It’s really just a question, one that could be simplified to the alternatives of continuing to live here, or selling the property and moving somewhere else. One of the first complications is that there is nowhere else I would prefer to be. We have become very accustomed to the space our little sanctuary provides.

Back home in the afternoon, Cyndie hung up the authentic Guatemalan hammock that our friends the Morales family gifted to us. In the shade beneath giant oak trees, I joined Cyndie to luxuriate in the open privacy of our little nature preserve. Then Delilah decided to join us, too.

We are truly blessed to live here. It is a real struggle to even conceive of leaving for something else.

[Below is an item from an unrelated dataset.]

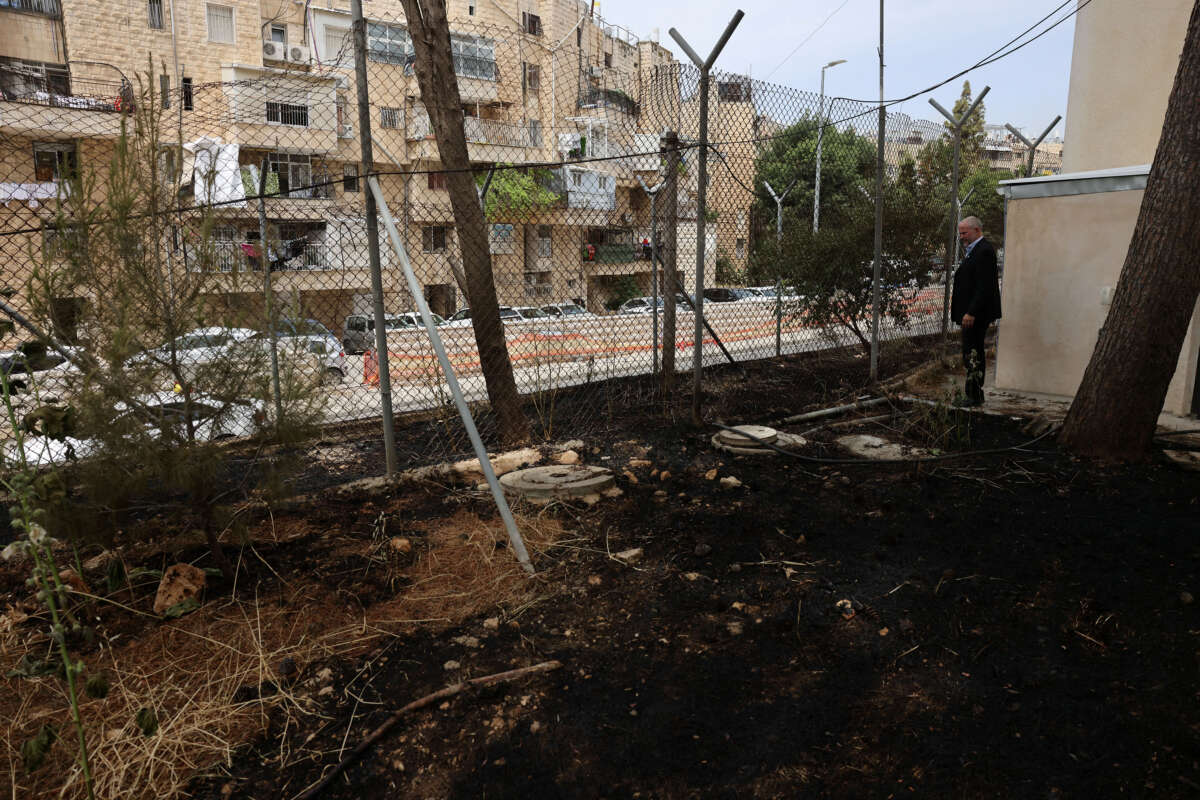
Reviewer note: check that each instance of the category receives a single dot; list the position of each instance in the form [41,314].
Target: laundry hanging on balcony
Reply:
[215,172]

Discussions have continued on the neighborhood group about our recent close encounter with a mysterious wild visitor. The fisher is too rare an occurrence for some to accept, so the opinion has shifted to a woodchuck.

That’s good news for us, as that would be much less threatening for our chickens.

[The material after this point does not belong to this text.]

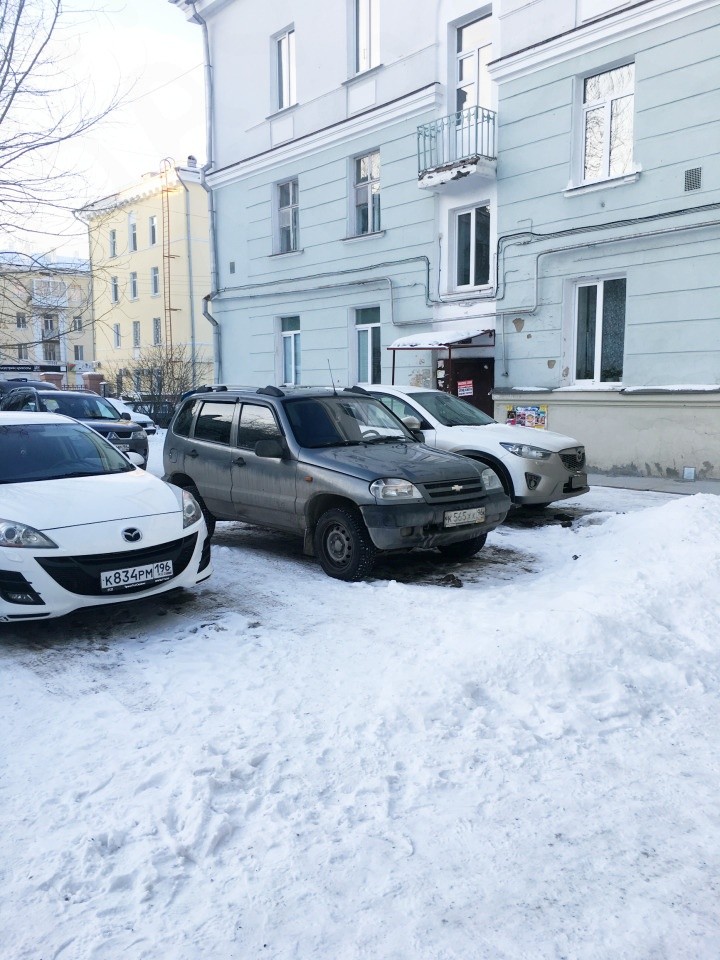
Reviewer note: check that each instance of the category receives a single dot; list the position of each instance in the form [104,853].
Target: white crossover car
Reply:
[80,525]
[535,467]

Those hens seem to be luxuriating in the rural pleasures themselves. It’s pure luck that no predator has disrupted their ranks all summer and it seems to have inspired a dangerous, comfortable confidence in them.

One of them has decided she doesn’t need to use the nest boxes in the coop to lay her eggs.

This morning, Cyndie noticed a newborn cow in the neighbor’s pasture. Last week, she reported a group of five eagles soaring together, high in our sky. Delilah picked up a feather left on one of our trails by a wild turkey and carried it like a precious treasure for several minutes, ultimately dropping it with a vividly contrasting lack of interest.

Today, it is beyond my comprehension that there is any other place where I will be as happy living as our rolling hills in the rural countryside of west-central Wisconsin.